10:45 AM - 12:15 PM
[STT43-P01] Development and optimization of a numerical code for the simulation of slow slip events in GPU nodes
Keywords:Slow Slip Event, GPU, High Performance Computing
In recent years, reduction of power consumption and carbon offset is a significant problem, as known as the terms of "green computing" or "sustainable IT". For example, a super computer system, which mainly consists of GPU nodes, is going to be introduced in Information Technology Center, the University of Tokyo, as the replacement of Oakforest-PACS system. I am developing a numerical code of earthquake and slow earthquakes simulation for multi-GPU nodes, to execute calculations in a variety of environments.
This program aims to reproduce slow slip events (SSEs), which has the duration from 1 day to several years, in the time scale of seismic cycles of megathrust earthquakes. Plate interface is modeled by small triangular elements, at which frictional stress is given by the rate- and state-dependent friction law with cutoff velocities. Interaction between elements is given as the stress change, assuming quasi-static response of semi-infinite elastic medium. As the Green's function of stress change for unit slip can be obtained as an analytical solution, temporal evolution of slip velocity and stress is calculated by a boundary element method, adopting an adaptive time step Runge-Kutta method. A main bottleneck of this simulation is the evaluation of the product of a large dense matrix and a vector to calculate stress change.
To accelerate the calculation with GPU nodes, I adopted parallel computing using MPI and NVIDIA CUDA. The large matrix is divided and copied to GPU nodes at once at the initial stage of a calculation, as data transfer between GPU boards and main CPU boards are relatively slow, and the matrix is constant for all time steps. In the case of the model of the Nankai region, number of elements (N) is about 170,000. Therefore, the size of matrix is about 230GB. This program can use both of CPUs and GPUs at the same time, as total memory on GPUs is sometimes not sufficient to store the matrix. Fortunately, GPU-nodes of Wisteria/BDEC-01 (Aquarius nodes) in Information Technology Center, the University of Tokyo, have 8 GPUs (NVIDIA A100) per node, which have about 320GB memory. Therefore, the Nankai model can be executed in one node.
I evaluated the code on Wisteria/BDEC01. Computation at Aquarius nodes was about 16 times faster per node than the case of CPU nodes (Odyssey nodes). This means that the calculation per GPU board is two times faster than Odyssey nodes.

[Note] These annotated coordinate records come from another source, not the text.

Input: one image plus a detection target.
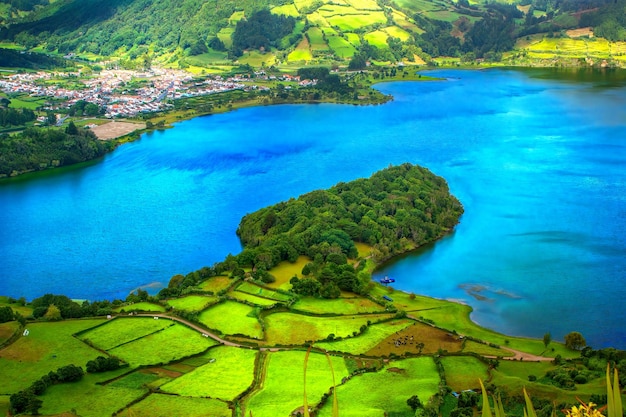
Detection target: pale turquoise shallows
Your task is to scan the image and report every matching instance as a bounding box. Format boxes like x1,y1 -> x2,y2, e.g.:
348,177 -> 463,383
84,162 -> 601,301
0,70 -> 626,348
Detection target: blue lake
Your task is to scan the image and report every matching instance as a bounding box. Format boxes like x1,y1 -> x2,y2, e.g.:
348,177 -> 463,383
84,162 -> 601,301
0,69 -> 626,349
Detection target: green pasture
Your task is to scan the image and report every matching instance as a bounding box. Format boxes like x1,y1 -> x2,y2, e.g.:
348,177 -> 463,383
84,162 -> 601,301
315,320 -> 414,355
198,275 -> 233,294
0,395 -> 10,416
243,351 -> 352,417
167,295 -> 217,311
270,255 -> 311,290
383,26 -> 411,42
161,346 -> 257,401
239,51 -> 276,67
3,94 -> 46,110
265,313 -> 391,345
371,285 -> 578,358
328,35 -> 356,58
79,317 -> 173,350
0,321 -> 20,345
236,282 -> 292,302
317,3 -> 357,18
292,297 -> 385,315
109,320 -> 217,366
306,11 -> 330,27
326,11 -> 387,32
287,38 -> 313,62
229,291 -> 277,307
40,374 -> 147,417
392,10 -> 424,34
198,301 -> 263,339
0,294 -> 33,317
121,394 -> 232,417
190,51 -> 230,67
318,357 -> 439,417
272,4 -> 300,17
217,26 -> 235,48
363,30 -> 389,49
344,0 -> 380,10
0,319 -> 103,394
491,361 -> 606,404
463,340 -> 514,357
113,301 -> 165,313
441,356 -> 489,391
304,27 -> 328,51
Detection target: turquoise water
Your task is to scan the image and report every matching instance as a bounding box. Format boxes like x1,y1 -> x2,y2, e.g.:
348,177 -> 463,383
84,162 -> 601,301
0,70 -> 626,348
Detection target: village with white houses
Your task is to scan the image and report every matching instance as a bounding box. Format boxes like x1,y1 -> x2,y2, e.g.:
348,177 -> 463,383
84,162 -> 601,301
0,68 -> 315,118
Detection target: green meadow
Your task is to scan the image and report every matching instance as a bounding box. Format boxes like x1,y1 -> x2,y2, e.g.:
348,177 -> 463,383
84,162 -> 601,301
122,394 -> 232,417
108,320 -> 216,366
161,346 -> 258,401
318,357 -> 439,417
0,319 -> 105,394
198,301 -> 263,339
245,351 -> 352,417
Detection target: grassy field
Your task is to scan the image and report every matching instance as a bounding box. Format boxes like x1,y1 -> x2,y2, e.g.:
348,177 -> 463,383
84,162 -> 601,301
292,297 -> 385,315
121,394 -> 232,417
161,346 -> 258,401
229,291 -> 277,307
287,38 -> 313,62
0,321 -> 20,345
109,320 -> 217,366
318,357 -> 439,417
372,285 -> 578,358
244,351 -> 352,417
0,294 -> 33,317
236,282 -> 292,302
269,256 -> 311,290
167,295 -> 217,311
315,320 -> 413,355
198,301 -> 263,339
198,275 -> 233,294
80,317 -> 173,350
265,313 -> 390,345
441,356 -> 488,391
113,301 -> 165,313
0,319 -> 103,394
40,374 -> 147,417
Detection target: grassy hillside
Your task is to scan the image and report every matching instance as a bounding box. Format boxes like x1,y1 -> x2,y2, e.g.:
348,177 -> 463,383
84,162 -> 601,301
0,0 -> 626,69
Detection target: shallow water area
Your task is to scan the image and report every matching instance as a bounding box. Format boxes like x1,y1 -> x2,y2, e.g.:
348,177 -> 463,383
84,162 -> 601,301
0,69 -> 626,348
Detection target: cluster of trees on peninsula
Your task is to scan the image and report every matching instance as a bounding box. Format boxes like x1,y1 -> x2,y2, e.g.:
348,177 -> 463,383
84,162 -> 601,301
234,163 -> 463,298
0,122 -> 114,176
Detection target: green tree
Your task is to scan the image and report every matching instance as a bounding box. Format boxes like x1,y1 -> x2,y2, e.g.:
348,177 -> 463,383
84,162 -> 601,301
543,332 -> 552,347
406,395 -> 423,411
0,306 -> 15,323
565,332 -> 587,350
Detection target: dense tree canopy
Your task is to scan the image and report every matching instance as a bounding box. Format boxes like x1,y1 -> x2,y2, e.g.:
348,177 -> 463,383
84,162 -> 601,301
234,164 -> 463,298
0,128 -> 113,175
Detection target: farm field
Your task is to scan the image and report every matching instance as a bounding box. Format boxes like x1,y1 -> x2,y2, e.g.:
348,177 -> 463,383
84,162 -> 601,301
198,275 -> 233,294
109,320 -> 217,366
292,297 -> 385,315
265,313 -> 391,345
79,317 -> 173,350
161,346 -> 258,401
245,351 -> 352,417
315,320 -> 413,355
167,295 -> 217,311
318,357 -> 439,417
441,356 -> 489,392
128,394 -> 232,417
198,301 -> 263,339
0,319 -> 105,394
41,374 -> 147,417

This program can change the work load ratio on CPUs and GPUs. The calculation speed was almost the same, when 0.4 % of calculation was executed on CPUs. However, the calculation speeds became slower than the case with more work load on CPUs. This suggests that hybrid computing of CPU and GPUs is not effective in this environment. I used a profiler and examined the optimization of the code. About 99% of computation time was used to evaluate matrix-vector product by cuBLAS. This suggests that my code is sufficiently optimized at the case of the Nankai model.